Invited Lecture 20

Use Of Bisphosphonates For The Treatment Of Osteogenesis Imperfecta.

Horacio Plotkin(*), M.D. and Francis H. Glorieux(*,#), M.D., Ph.D.
(*)Genetics Unit, Shriners Hospital for Children,
(#) Departments of Surgery and Pediatrics, McGill University, Montréal, Québec, Canada

Medical treatment has long been largely ineffective in altering the course of osteogenesis imperfecta (OI). Recently, cyclical intravenous treatment with pamidronate (3-amino-1- hydroxypropylidene-bisphosphonate) has proven of benefit to children with severe forms of OI (1). Bone mineral density (BMD) and physical activity increased markedly in these patients and fracture rate decreased.

Bisphosphonates are synthetic analogs of pyrophosphate, and are potent inhibitors of bone resorption (2). These compounds are widely used for the treatment of adults suffering from bone loss and increased bone fragility (3-5) and there is increasing experience on the effect of these drugs in children (1, 6-9).

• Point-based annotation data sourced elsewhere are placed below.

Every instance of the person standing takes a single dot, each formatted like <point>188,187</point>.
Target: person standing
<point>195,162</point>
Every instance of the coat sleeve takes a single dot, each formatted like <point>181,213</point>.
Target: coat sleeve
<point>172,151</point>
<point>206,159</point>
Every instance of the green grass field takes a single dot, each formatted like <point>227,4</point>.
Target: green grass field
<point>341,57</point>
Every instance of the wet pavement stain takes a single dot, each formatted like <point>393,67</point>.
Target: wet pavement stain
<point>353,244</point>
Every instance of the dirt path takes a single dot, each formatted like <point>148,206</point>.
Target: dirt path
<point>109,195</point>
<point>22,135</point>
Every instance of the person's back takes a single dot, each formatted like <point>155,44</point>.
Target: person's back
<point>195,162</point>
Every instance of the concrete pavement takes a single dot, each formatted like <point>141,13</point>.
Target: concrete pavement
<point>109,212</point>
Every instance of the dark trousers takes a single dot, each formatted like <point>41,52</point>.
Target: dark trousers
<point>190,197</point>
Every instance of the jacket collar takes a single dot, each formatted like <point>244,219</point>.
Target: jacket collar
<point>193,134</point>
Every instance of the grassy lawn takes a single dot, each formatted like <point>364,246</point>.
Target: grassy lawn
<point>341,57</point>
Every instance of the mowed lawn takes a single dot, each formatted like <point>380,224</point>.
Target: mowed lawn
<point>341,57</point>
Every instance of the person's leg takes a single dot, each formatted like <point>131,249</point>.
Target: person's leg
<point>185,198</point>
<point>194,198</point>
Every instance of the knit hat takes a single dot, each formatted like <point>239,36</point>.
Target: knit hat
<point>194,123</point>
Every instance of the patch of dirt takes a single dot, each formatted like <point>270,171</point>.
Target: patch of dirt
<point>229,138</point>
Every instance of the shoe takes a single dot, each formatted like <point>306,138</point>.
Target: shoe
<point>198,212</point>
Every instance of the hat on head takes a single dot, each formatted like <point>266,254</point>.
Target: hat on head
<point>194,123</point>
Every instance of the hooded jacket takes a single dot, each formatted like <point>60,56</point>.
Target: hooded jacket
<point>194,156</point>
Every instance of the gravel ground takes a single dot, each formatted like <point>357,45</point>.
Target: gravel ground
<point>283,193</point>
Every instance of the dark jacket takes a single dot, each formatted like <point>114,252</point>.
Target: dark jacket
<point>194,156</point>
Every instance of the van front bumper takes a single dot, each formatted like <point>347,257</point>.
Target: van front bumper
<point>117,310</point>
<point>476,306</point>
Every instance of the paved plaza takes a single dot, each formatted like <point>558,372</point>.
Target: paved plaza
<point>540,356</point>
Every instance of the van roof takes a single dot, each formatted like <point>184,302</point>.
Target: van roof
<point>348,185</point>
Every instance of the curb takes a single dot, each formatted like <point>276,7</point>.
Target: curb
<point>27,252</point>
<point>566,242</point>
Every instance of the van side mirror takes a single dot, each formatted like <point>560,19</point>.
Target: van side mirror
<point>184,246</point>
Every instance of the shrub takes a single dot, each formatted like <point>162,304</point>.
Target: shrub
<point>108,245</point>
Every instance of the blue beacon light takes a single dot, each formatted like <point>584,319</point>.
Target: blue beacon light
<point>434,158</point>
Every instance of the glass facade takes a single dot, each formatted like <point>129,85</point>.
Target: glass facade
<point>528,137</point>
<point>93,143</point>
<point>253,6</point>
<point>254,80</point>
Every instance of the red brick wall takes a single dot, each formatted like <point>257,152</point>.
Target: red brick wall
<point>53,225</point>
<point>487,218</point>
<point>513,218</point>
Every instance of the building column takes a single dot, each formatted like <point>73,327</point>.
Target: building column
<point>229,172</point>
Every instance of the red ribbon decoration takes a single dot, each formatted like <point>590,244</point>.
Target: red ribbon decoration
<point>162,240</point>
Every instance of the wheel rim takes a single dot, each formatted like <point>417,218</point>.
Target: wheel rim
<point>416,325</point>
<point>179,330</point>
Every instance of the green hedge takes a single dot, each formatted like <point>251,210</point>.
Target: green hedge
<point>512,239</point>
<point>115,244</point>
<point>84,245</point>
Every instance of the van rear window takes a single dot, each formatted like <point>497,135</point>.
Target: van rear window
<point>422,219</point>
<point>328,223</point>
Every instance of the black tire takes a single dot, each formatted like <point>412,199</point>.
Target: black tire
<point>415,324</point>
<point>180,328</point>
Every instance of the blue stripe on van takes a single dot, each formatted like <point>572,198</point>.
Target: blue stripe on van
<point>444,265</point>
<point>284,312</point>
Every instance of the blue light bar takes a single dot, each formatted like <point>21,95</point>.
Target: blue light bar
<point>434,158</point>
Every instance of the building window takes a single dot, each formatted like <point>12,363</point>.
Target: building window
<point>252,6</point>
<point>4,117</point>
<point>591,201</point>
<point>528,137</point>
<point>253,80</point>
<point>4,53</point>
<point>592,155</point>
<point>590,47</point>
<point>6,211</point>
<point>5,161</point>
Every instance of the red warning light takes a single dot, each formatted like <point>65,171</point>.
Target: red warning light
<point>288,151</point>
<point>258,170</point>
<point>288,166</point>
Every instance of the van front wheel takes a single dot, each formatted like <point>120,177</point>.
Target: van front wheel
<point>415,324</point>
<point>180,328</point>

We are currently treating with pamidronate more than 140 children with OI, and some of them have been receiving treatment for more than six years. Analysis of the results of the first 30 children that have received the treatment (7.5 mg/kg/year intravenously at 4 to 6 month intervals) for between 1 and 4 years 1 showed that after the initial infusion cycle, biochemical markers of bone resorption fell sharply, the bone mineral density (BMD) increased 41.9 ±29 percent, and the deviation from normal, as indicated by Z-score, increased from -5.3 ±1.2 to -3.4 ±1.5. Metacarpal cortical width increased by 27.0 ±20.2 percent in the first year of treatment, and lateral spine radiographs suggested new bone formation in 25 children. The incidence of radiologically confirmed fractures fell by 1.7 fractures per year. Treatment did not alter fracture healing, growth rate or growth plate appearances. Dependence on mobility aids was reduced in 16 children, and remained unchanged in the other 14. All subjects reported substantial relief of chronic pain and fatigue.

A particular interesting group of patients is that of children under two years of age since its characteristic rapid bone turnover is likely to potentiate the effect of the drug. Pamidronate was administered intravenously in cycles of three consecutive days. We treated for one year nine subjects who were compared to an historical control group consisting of ten age-matched severely affected OI patients, who had not received any treatment 10. Under cyclical treatment BMD increased between 65% and 227%, and the Z score diminished from -6.9±2.0 to -2.3±1.6. In the control group there was no change in the BMD Z score. In the treated patients, fracture rate decreased from 2.0±2.6 to 0.2±0.2 fractures/month, and mobility improved significantly. No adverse side effects were noted apart from the well-known acute phase reaction during the first infusion cycle. In this group of patients under two years of age, the response to treatment appeared to be faster and more pronounced than what we had observed in older children. Signs of bone pain (e.g. crying while being handled) disappeared within days and an increase in BMD was evident as early as six weeks after the start of treatment. Without exception the gain in BMD was greater than the increase expected in healthy children. In contrast, no changes in BMD occurred in the untreated controls. Vertebral size increased in all treated children, as should be expected in growing individuals. In contrast, a decrease in vertebral size was noted in half of the untreated children, indicating that vertebral collapse had occurred in these patients. Thus, it appears that pamidronate infusions not only increased lumbar spine BMD, but also protected bone integrity. This view is further strengthened by the readily apparent reshaping of both vertebrae and long bones.

The effect of bisphosphonate therapy on growth has been a matter of concern before the treatment was used in children. In animal studies long-term treatment with bisphosphonates did not affect linear growth, unless very high doses were administered (11). In our group of patients, pamidronate did not have a detrimental effect on growth. The height Z-score increased in six of the nine children under two years of age, and there was no arrest of growth in any of the patients.

Bisphosphonates are not a cure for OI, as they do not alter the genetic defect causing the disease. It is unclear at present how long this treatment should be continued, and which is the optimal treatment schedule and dosage. There were no significant side effects after up to seven years of treatment, but longer surveillance is under way. New bisphosphonates are under investigation to compare their effects to those of pamidronate (8). Further research is warranted to find the "ideal" treatment for OI.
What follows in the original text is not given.